3.2 Involuntary Termination with Cause . The Employer may terminate the Executive’s employment with Cause. If the Executive’s employment terminates with Cause, the Executive shall receive the Base Salary through the date on which termination becomes effective and reimbursement of expenses to which the Executive is entitled when termination becomes effective. The Executive shall not be deemed to have been terminated with Cause under this Agreement unless and until there is delivered to the Executive a copy of a resolution adopted at a meeting of the board of directors called and held for the purpose, which resolution shall ( x ) contain findings that in the board’s good faith opinion the Executive has committed an act constituting Cause, and ( y ) specify the particulars thereof. For purposes of this Agreement “ Cause ” means any of the following –

(a) gross negligence or gross neglect of duties to the Corporation,

(b) conviction of a felony or of a gross misdemeanor involving moral turpitude in connection with the Executive’s employment with the Corporation, or

(c) fraud, disloyalty, dishonesty, or wilful violation of any law or significant Corporation policy committed in connection with the Executive’s employment and resulting in a material adverse effect on the Corporation.

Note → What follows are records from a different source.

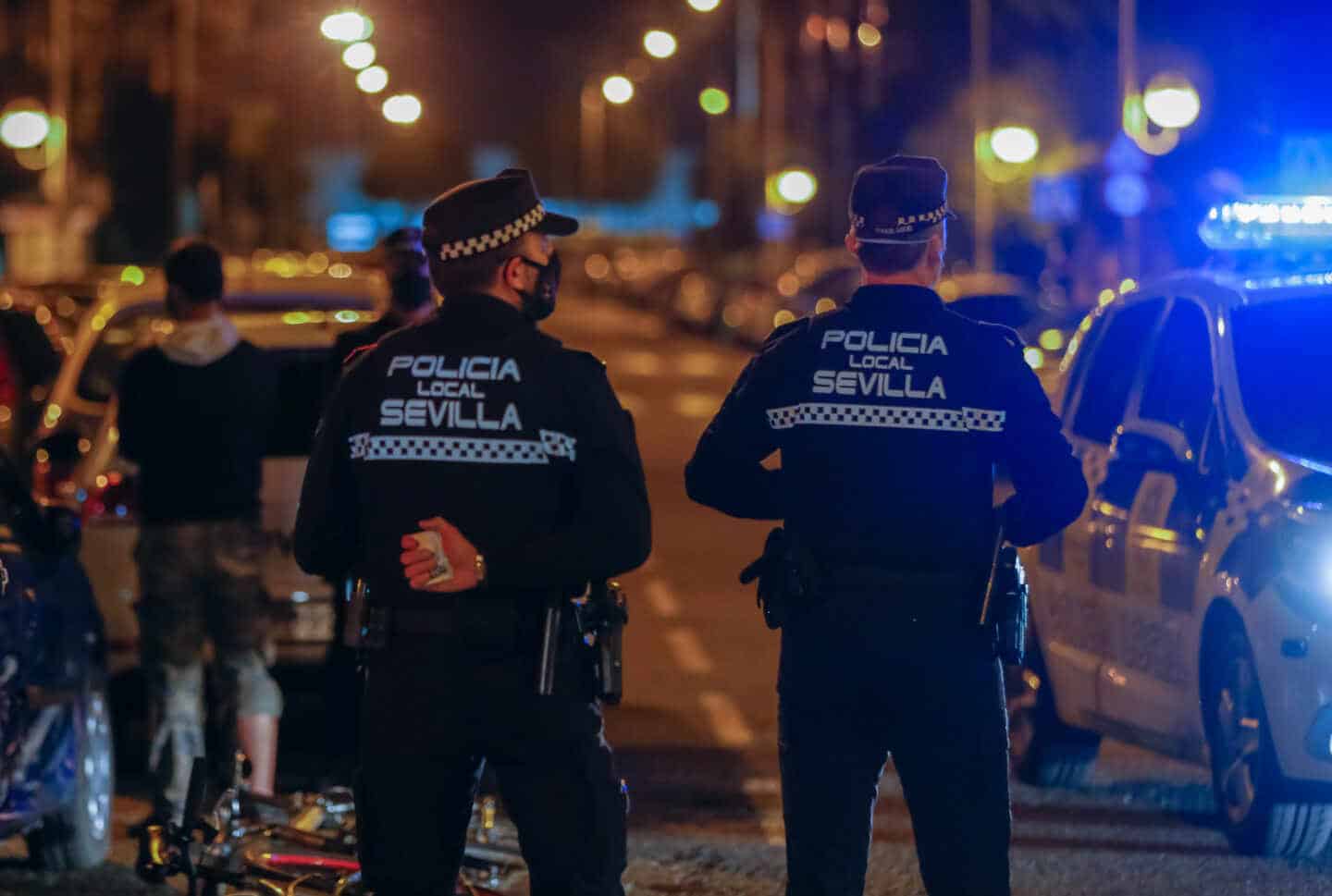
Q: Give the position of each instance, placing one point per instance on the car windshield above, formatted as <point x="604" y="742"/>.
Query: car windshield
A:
<point x="1279" y="356"/>
<point x="290" y="326"/>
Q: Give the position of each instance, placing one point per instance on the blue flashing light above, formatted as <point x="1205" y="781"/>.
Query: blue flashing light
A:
<point x="1270" y="223"/>
<point x="352" y="232"/>
<point x="1127" y="194"/>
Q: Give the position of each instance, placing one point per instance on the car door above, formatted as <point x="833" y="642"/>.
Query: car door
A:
<point x="1084" y="565"/>
<point x="1165" y="490"/>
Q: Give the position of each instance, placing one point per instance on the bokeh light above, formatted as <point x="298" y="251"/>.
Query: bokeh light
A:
<point x="1014" y="144"/>
<point x="402" y="108"/>
<point x="714" y="100"/>
<point x="617" y="90"/>
<point x="24" y="129"/>
<point x="660" y="44"/>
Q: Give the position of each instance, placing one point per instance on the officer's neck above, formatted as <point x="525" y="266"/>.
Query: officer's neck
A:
<point x="920" y="276"/>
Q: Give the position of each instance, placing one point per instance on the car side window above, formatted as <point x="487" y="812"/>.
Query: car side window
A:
<point x="1114" y="366"/>
<point x="1179" y="387"/>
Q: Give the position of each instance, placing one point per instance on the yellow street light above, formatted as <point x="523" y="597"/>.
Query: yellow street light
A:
<point x="1014" y="144"/>
<point x="1171" y="100"/>
<point x="24" y="129"/>
<point x="660" y="44"/>
<point x="714" y="100"/>
<point x="372" y="80"/>
<point x="617" y="90"/>
<point x="796" y="185"/>
<point x="359" y="55"/>
<point x="402" y="108"/>
<point x="347" y="27"/>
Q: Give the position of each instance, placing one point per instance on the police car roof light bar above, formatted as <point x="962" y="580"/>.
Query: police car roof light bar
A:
<point x="1292" y="223"/>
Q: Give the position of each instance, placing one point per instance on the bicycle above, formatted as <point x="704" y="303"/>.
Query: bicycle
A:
<point x="230" y="853"/>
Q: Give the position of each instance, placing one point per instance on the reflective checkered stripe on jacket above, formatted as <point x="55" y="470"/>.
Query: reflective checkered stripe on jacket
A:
<point x="462" y="450"/>
<point x="975" y="420"/>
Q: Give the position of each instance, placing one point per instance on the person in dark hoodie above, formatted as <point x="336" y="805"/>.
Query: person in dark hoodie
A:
<point x="194" y="415"/>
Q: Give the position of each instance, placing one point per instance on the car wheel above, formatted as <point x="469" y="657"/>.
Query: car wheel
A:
<point x="79" y="834"/>
<point x="1246" y="778"/>
<point x="1044" y="750"/>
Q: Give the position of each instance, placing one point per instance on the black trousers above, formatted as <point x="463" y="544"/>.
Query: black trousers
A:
<point x="857" y="687"/>
<point x="430" y="719"/>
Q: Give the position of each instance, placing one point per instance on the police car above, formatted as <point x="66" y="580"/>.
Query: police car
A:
<point x="1190" y="608"/>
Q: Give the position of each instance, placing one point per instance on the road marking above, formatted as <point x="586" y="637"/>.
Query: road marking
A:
<point x="662" y="599"/>
<point x="729" y="724"/>
<point x="699" y="363"/>
<point x="762" y="787"/>
<point x="697" y="405"/>
<point x="637" y="363"/>
<point x="689" y="651"/>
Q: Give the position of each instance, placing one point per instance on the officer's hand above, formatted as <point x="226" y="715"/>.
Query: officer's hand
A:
<point x="418" y="565"/>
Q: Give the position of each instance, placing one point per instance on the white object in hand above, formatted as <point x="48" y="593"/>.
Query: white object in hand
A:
<point x="432" y="542"/>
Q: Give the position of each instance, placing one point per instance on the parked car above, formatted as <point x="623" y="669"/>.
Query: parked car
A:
<point x="1190" y="608"/>
<point x="294" y="318"/>
<point x="56" y="751"/>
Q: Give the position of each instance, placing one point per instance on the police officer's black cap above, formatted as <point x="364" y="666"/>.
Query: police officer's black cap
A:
<point x="404" y="239"/>
<point x="485" y="215"/>
<point x="899" y="200"/>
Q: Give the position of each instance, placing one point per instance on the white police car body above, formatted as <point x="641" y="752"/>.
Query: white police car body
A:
<point x="1190" y="608"/>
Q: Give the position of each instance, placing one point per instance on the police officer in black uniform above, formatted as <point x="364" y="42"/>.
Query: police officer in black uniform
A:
<point x="516" y="451"/>
<point x="890" y="415"/>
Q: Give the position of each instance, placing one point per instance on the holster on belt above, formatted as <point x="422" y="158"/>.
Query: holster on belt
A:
<point x="597" y="618"/>
<point x="787" y="578"/>
<point x="365" y="626"/>
<point x="1005" y="603"/>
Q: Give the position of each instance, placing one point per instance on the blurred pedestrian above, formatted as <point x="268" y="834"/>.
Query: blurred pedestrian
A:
<point x="890" y="415"/>
<point x="411" y="299"/>
<point x="514" y="457"/>
<point x="194" y="415"/>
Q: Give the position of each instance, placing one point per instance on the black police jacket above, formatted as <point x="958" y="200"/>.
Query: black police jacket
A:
<point x="480" y="418"/>
<point x="890" y="415"/>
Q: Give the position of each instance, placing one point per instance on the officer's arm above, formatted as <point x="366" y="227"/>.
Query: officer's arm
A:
<point x="1050" y="489"/>
<point x="726" y="472"/>
<point x="327" y="539"/>
<point x="609" y="530"/>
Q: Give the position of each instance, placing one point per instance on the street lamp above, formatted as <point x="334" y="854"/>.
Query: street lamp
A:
<point x="796" y="185"/>
<point x="714" y="100"/>
<point x="617" y="90"/>
<point x="347" y="27"/>
<point x="24" y="129"/>
<point x="402" y="108"/>
<point x="1171" y="102"/>
<point x="359" y="55"/>
<point x="660" y="44"/>
<point x="1014" y="144"/>
<point x="372" y="80"/>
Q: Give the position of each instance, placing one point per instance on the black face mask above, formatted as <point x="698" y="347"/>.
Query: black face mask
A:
<point x="411" y="289"/>
<point x="539" y="303"/>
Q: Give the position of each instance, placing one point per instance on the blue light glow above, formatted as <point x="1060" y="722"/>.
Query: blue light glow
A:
<point x="1272" y="221"/>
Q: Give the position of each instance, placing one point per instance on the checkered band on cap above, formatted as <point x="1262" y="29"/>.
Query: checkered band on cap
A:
<point x="496" y="239"/>
<point x="906" y="224"/>
<point x="887" y="417"/>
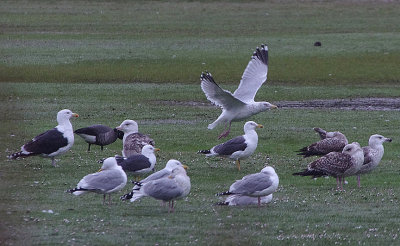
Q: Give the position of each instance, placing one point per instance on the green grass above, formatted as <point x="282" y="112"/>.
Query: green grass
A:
<point x="303" y="210"/>
<point x="157" y="41"/>
<point x="54" y="54"/>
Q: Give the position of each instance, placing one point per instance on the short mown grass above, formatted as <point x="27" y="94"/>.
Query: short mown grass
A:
<point x="303" y="210"/>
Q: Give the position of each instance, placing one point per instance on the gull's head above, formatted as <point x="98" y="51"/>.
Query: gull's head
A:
<point x="267" y="105"/>
<point x="65" y="115"/>
<point x="251" y="125"/>
<point x="352" y="149"/>
<point x="268" y="169"/>
<point x="377" y="139"/>
<point x="109" y="163"/>
<point x="148" y="150"/>
<point x="178" y="171"/>
<point x="171" y="164"/>
<point x="128" y="126"/>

3.3 Involuntary Termination Without Cause and Voluntary Termination with Good Reason . With written notice to the Executive 90 days in advance, the Employer may terminate the Executive’s employment without Cause. Termination shall take effect at the end of the 90-day period. With advance written notice to the Employer as provided in clause ( y ), the Executive may terminate employment with Good Reason. If the Executive’s employment terminates involuntarily without Cause or voluntarily but with Good Reason, the Executive shall be entitled to the benefits specified in Article 4 of this Agreement. For purposes of this Agreement a voluntary termination by the Executive shall be considered a voluntary termination with Good Reason if the conditions of the safe-harbor definition of good reason contained in Internal Revenue Code section 409A are satisfied, as the same may be amended from time to time. References in this Agreement to Internal Revenue Code section 409A include rules, regulations, and guidance of general application issued by the Department of the Treasury under section 409A. For purposes of clarification and without intending to affect the foregoing reference to section 409A for the definition of Good Reason, as of the effective date of this Agreement the safe-harbor definition of separation from service for good reason in Rule 1.409A-1(n)(2)(ii) would provide as follows –

( x ) a voluntary termination by the Executive shall be considered a voluntary termination with Good Reason if any of the following occur without the Executive’s advance written consent, and the term Good Reason shall mean the occurrence of any of the following without the Executive’s advance written consent –

1) a material diminution of the Executive’s Base Salary,

2) a material diminution of the Executive’s authority, duties, or responsibilities,

3) a material diminution in the authority, duties, or responsibilities of the supervisor to whom the Executive is required to report,

4) the departure of the supervisor to whom the Executive is required to report, unless the Executive is the successor to the supervisor,


5) a material diminution in the budget over which the Executive retains authority,

6) a material change in the geographic location at which the Executive must perform services for the Employer, or

7) any other action or inaction that constitutes a material breach by the Employer of this Agreement.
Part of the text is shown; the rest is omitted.